Untuk mengetahui hubungan faktor risiko sosial, struktural dan biologi kejadian stunting balita.
Metode: penelitian ini adalah penelitian cross sectional dengan data Riskesdas tahun 2013 dan
BPS, KPK, kementerian keuangan, dan Susenas. Variabel bebas adalah IPM, IPG, IDG, IPK,
kemiskinan, pertumbuhan ekonomi, pajak, belanja kesehatan dan region, sedangkan variabel
terikatnya adalah stunting. Prevalensi stunting dianalisis berdasarkan sampel Riskesdas 2013
dengan ketentuan balita mempunyai data umur dan TB/PB, -6<HAZserta merupakan anak
kandung dari rumah tangga yang diteliti, yaitu sebanyak 64.559 balita. Sampel balita yang
mempunyai data yang lengkap dari variabel-variabel yang diteliti dianalisis dalam penelitian ini,
yakni sebanyak 5.249 balita usia 6-23 bulan dan 12.076 balita usia 24-59. Data dianalisis dengan
mempertimbangkan samples weight dengan multilevel mix model. Pada akhir analisis dilakukan
uji kolinearitas untuk menghindari bias. Semua analisi dilakukan dengan STATA versi 13.0

Hasil:

Hasil penelitian menyatakan secara konsisten faktor sosial stunting dan severe stunting balita 6-23
bulan dan 24-59 bulan adalah PDRB dan region serta rasio pajak khusus untuk severe stunting 24-
59 bulan; faktor risiko struktural adalah pendidikan ibu dan status ekonomi; faktor risiko biologi
adalah berat badan dan tinggi badan orang tua untuk balita stunting sedangkan balita severe
stunting panjang lahir dan tinggi badan orang tua.

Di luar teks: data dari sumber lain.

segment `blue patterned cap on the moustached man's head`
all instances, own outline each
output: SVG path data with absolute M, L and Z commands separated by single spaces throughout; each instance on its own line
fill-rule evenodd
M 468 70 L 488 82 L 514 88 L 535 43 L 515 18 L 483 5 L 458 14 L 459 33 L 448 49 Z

Upaya perbaikan stunting dan severe stunting
setiap tahun (dari tahun 2013 hingga 2025) balita 6-59 bulan untuk mencapai prevalensi stunting
menjadi 14,9% pada tahun 2025 adalah: PDRB (1,83%); rasio pajak (1%), partisipasi perempuan
di SMP (3,99%), tenaga kerja sektor non formal laki-laki (3,5%) dan perempuan (2,99%), status
ekonomi rumah tangga(5,14%), akses air bersih (1,167%), serta menurunkan prevalensi BBLR
(1,34%) dan panjang lahir rendah (0,92%).

Kesimpulan dan Saran

Mendorong kebijakan akses pangan bergizi, akses air bersih dan sanitasi serta melakukan
pemantauan dan evaluasi secara berkala.Pembangunan ekonomi makro dan mikro, rasio pajak,
peningkatan pendidikan, akses air bersih, dan pelayanan maternal neonatal secara berkelanjutan
sangat diperlukan untuk pengentasan masalah stunting. Berdasarkan hasil identifikasi dan telah
beberapa sumber, dapat disimpulkan bahwa faktor risiko terjadinya stunting di Indonesia secara
konsisten adalah mulai dari faktor ibu, anak, dan lingkungan.Kejadian stunting meningkat pada
kondisi usia ibu saat hamil <20 atau ≥35 tahun, lingkar lengan atas ibu saat hamil ≥23,5cm,
kehamilan pada usia remaja, dan tinggi ibu yang kurang. Hal ini berlanjut ketika ibu sudah
melahirkan terkait ASI ataupun MPASI. Inisiasi menyusui dini yang tidak dilakukan, pemberian
ASI eksklusif yang tidak dilaksanakan, pemberian MPASI dini sebelum usia 6 bulan, dan kualitas
makanan yang kurang terkait asupan energi, protein, kalsium, zat besi, dan seng ditemukan dapat
meningkatkan risiko terjadinya stunting.